A friend recently described a board meeting when 20 members, who had driven or flown in from distant parts, sat around waiting because they couldn’t take action – they didn’t have a quorum. Eventually one straggler arrived and the meeting could begin.
What is a quorum?
A quorum is the minimum number of voting members who must be present for business to be done. It is one of the most sacrosanct concepts of Robert’s Rules of Order. I hope that the reason is obvious—if a minority commits your organization to take action without the rest of the membership being informed or present, rampant unfairness could result. Robert’s Rules insists on protecting the rights of all.
What size should a quorum be?
When you are thinking about the quorum for your group, it’s important to be realistic. Robert’s Rules of Order says that you should set the quorum at a number of members who could reasonably be expected to show up regularly. The quorum size will vary depending upon the size of your group. Basically, larger groups have smaller quorums, and smaller groups have larger quorums.

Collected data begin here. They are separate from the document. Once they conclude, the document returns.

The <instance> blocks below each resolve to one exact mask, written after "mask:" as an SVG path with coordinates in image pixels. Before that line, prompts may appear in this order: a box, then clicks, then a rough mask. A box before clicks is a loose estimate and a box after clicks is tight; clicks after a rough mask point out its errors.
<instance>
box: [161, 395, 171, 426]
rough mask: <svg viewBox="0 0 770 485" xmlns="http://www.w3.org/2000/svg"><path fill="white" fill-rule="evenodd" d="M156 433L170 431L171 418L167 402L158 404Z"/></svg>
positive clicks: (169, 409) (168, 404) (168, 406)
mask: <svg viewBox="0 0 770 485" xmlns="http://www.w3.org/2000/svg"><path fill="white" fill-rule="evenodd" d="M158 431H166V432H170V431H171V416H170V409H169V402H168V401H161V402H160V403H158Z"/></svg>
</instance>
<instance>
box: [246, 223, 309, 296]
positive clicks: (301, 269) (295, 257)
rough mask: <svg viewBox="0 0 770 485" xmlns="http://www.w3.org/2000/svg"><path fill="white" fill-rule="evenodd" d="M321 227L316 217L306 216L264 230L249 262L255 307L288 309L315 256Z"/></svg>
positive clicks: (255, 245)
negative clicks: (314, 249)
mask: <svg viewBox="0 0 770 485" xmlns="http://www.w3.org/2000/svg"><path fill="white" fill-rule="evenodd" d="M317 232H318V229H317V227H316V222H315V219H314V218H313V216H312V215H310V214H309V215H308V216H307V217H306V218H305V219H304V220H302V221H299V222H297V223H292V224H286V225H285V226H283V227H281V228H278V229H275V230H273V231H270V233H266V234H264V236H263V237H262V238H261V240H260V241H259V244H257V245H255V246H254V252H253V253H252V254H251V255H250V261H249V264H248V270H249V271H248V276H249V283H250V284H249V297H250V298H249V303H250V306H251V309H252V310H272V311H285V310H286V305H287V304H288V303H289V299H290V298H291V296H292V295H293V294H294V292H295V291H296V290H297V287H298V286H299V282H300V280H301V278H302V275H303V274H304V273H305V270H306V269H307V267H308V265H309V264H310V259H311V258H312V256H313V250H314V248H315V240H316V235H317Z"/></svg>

Quorum for large membership organization
I had the honor of serving as president of the American Translators Association when there were about 3000 voting members. The quorum was set at either 3% of the voting members or 100 voting members, whichever was smaller. In this example, both numbers are in the same range, since 3% of 3000 is 90.
Quorum for board of directors
The ATA board of directors has 13 voting members, so the quorum is a majority, or seven voting members. The board mentioned in our opening paragraph has 40 members, so the quorum is 21 voting members. For a seven-member board, the quorum is four.
No quorum listed in bylaws?
If the quorum is not specified in the bylaws, a majority (more than half or more than 50%) is the quorum. Note that it is incorrect to say “50% plus one.” This would imply the possibility, with an odd-numbered board, of half a person. Unless you’re David Copperfield or a similarly talented magician, this cannot be!
Check your state law about a quorum
It’s important to see what your state law says about quorum. In my own state, for example, the Revised Code of Washington says that the quorum for the board of a nonprofit organization must be at least one-third of the director positions.
What can you do without a quorum?
If your body has met and there is no quorum, you are free to take steps to try to get a quorum. Maybe somebody could call in by telephone, if the bylaws allow. Or maybe you have to go to the bar and wrangle a few folks back to the meeting room (I’m not making this up). You could reschedule the meeting to a future time when you’re more likely to get a quorum.
If you start your meeting with a quorum, and then enough members leave that you lose that quorum, you have also lost your ability to make decisions.
It is fine for your body to engage in social or educational activities without a quorum. You just can’t take any ACTION. Without a quorum, you don’t have a proper meeting and there is no board to act. Don’t ignore this requirement and march on ahead – you could find yourself personally liable for the actions that your rump group took on its own responsibility.